1. Comienzo exponiendo no sólo una convicción personal, sino una verdad
de la que con excesiva frecuencia se prescinde llegada la hora de la interpretación de textos, procedentes o creados, elaborados, no según un proceso acumulativo, sino originales, pero transmitidos de linaje en linaje, de generación en generación hasta nuestros días, documentos o textos que nos proporcionan la posibilidad de adentrarnos por las mismas entrañas de las culturas mal llamadas primitivas, y que, cuando se trata concretamente de las que constituyen el cuerpo de lo amerindio precolombino y hasta en sus formas de expresión actuales, deben considerarse como formas de expresión que denuncian una disposición de la inteligencia que el racionalismo occidental en modo alguno puede jamás comprender.

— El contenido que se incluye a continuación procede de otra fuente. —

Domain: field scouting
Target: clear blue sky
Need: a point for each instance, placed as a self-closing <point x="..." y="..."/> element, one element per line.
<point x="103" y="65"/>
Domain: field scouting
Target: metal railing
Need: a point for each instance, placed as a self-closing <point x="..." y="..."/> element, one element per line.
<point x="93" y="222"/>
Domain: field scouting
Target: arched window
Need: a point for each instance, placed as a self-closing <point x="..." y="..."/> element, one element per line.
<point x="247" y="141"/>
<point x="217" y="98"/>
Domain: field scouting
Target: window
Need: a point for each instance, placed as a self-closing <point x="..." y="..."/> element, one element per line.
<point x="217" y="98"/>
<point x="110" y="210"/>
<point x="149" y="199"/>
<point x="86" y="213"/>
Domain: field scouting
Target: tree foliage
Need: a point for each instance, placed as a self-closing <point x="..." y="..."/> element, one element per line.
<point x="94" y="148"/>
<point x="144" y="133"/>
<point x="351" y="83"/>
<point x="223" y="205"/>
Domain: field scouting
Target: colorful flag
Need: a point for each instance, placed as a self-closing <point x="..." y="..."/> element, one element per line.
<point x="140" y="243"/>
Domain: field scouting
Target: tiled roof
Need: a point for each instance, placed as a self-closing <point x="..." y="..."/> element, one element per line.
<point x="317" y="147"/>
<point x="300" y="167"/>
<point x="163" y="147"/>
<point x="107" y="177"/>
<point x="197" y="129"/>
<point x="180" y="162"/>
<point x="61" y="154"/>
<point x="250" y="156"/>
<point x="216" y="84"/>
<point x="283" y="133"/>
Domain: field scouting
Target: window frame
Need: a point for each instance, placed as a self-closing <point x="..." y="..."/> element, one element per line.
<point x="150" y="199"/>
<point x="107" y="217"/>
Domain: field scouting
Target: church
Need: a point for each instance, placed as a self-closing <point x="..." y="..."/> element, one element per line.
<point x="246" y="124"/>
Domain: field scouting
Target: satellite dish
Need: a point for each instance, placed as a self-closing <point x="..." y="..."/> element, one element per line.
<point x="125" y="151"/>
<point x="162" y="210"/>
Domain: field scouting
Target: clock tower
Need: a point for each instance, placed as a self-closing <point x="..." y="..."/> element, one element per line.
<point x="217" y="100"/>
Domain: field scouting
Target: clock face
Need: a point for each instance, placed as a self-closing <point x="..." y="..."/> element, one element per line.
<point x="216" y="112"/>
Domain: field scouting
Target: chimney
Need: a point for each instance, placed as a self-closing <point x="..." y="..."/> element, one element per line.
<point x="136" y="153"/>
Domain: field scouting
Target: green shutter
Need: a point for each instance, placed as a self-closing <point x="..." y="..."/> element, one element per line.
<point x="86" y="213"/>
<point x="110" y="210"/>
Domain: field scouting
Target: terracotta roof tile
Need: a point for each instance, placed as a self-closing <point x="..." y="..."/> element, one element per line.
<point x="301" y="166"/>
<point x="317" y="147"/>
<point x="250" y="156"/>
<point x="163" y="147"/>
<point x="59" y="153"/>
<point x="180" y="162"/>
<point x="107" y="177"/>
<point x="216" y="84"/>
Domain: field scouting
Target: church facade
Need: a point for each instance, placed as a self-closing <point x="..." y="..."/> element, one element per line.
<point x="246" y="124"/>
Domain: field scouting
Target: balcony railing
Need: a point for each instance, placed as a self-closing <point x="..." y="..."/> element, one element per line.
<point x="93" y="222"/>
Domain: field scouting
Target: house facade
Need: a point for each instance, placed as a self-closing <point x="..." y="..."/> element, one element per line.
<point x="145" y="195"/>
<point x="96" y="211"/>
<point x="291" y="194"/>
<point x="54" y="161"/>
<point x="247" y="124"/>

Para acercarnos con fruto, discernimiento y clarividencia hasta la entraña de lo amerindio, debemos despojarnos de todo lastre occidental, porque aquellas culturas sólo ahora comienzan a interesar a los estudiosos europeos y jamás pudieron ser homologadas, bajo ningún aspecto, con las otras culturas primitivas, que han sido el pasto de los etnógrafos de la escuela americana y de los que siguieron las pautas estructuralistas como Levi Strauss y Marcel Mauss. Ahí está el libro de Leach dando fe de lo deteriorado que era el estado de los esquemas mentales opuestos por estos dos etnógrafos, cuando han tenido cierta validez y preeminencia con sus libros entre nosotros. Lo que no ha sido obstáculo para que muchos estudiosos hispanoamericanos, como el mismo Miguel León?Portilla,
hayan caído en el vicio de analizar lo amerindio precolombino con pautas procedentes de sistemas filosóficos europeos, que en modo alguno se forjaron teniendo conocimiento alguno del pensamiento amerindio, y que hasta, como es el caso de Hegel y de muchos más, negaron la validez del indígena precolombino como criatura humana de pleno derecho y de cierta humanidad.

La gran cuestión, como ya apuntara el padre Mendieta —¡quién lo dijere!, pero lo dijo— es saber cómo resolvieron el problema de dar encarnadura a las fuerzas naturales en las que los amerindios veían manifestaciones de la divinidad única.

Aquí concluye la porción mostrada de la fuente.